SGMA: activist ignores reforms in Saipan garment industry
Saipan Garment Manufacturers Association Executive Director Richard A. Pierce has protested an opinion piece by human rights activist Medea Benjamin which described Saipan as part of the world’s “global sweatshops.”
But Pierce praised the author, the director of the San Francisco-based Global Exchange, for focusing on improving factory conditions rather than boycotting products.
He noted that PricewaterhouseCoopers (PWC) has started the monitoring of SGMA member factories for exactly that purpose.

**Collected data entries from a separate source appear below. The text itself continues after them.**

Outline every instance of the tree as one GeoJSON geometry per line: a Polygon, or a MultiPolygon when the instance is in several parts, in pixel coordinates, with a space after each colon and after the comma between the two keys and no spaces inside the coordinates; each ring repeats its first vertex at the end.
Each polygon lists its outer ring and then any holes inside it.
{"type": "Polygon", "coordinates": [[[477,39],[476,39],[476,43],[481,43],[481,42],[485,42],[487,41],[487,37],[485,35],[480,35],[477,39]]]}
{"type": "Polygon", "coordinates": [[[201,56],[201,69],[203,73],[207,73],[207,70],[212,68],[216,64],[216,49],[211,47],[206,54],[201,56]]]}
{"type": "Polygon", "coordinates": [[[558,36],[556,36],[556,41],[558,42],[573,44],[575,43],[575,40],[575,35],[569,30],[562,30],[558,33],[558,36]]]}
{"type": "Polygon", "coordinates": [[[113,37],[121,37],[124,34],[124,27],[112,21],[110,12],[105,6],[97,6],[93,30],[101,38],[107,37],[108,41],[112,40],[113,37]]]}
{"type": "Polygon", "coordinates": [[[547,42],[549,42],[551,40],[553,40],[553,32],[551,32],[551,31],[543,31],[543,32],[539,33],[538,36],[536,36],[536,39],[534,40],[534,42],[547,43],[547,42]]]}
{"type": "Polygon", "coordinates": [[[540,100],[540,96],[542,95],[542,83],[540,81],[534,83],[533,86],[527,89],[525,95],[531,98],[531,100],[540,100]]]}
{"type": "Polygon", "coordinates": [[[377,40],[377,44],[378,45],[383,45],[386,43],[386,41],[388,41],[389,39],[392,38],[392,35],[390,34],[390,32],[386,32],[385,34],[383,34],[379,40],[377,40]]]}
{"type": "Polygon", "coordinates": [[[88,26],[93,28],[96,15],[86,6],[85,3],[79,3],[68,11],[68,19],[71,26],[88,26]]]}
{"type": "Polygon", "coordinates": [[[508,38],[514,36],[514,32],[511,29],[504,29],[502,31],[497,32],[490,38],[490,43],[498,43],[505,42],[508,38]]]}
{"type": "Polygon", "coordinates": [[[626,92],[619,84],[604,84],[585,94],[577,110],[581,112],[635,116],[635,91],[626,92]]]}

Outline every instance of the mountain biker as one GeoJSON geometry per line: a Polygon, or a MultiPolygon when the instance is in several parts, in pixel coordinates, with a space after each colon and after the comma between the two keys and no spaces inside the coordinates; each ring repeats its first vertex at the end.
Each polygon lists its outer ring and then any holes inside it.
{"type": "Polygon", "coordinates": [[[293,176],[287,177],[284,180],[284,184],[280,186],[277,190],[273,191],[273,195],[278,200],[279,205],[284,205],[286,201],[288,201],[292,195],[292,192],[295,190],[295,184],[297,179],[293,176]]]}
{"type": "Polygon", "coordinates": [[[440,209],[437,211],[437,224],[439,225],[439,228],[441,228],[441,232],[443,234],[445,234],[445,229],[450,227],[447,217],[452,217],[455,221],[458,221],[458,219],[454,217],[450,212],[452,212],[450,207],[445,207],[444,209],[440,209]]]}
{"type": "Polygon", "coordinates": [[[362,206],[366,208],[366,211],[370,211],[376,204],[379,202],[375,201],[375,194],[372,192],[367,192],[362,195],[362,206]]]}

Pierce said PWC supplements the present efforts of the US Departments of Labor, Justice and Interior, the CNMI’s Department of Labor and Immigration and inspections carried out by garment retailers who buy products made on Saipan.
Pierce said Benjamin, in his letter to the San Francisco Chronicle, “wisely recognizes the futility of product boycotts, which are only likely to eliminate many workers’ livelihood, and emphasizes instead the need to improve factory conditions.”
Pierce said this was the same issue mentioned in the SGMA’s Code of Conduct.
“The U.S. Department of Labor says it can’t deal with alleged abuses (on a 13 mile long island!) unless the federal government also controls our immigration,” Pierce said in his letter to the Chronicle. “It seems to us, though, that this has become a handy political way for U.S. mainland garment industry unions to eliminate at least one overseas competitor.”
Pierce also said that while alleged bad conditions and concern for the welfare of workers have been used as a justification for a federal takeover of CNMI labor and immigration, those who are presented as victims are actually likely to suffer more if it takes place.
“Just remember, if the activists and the Clinton administration have their way, we’ll be forced to close up shop and Chinese workers here will be sent home to exactly those conditions Ms. Benjamin and her colleagues deplore,” Pierce said.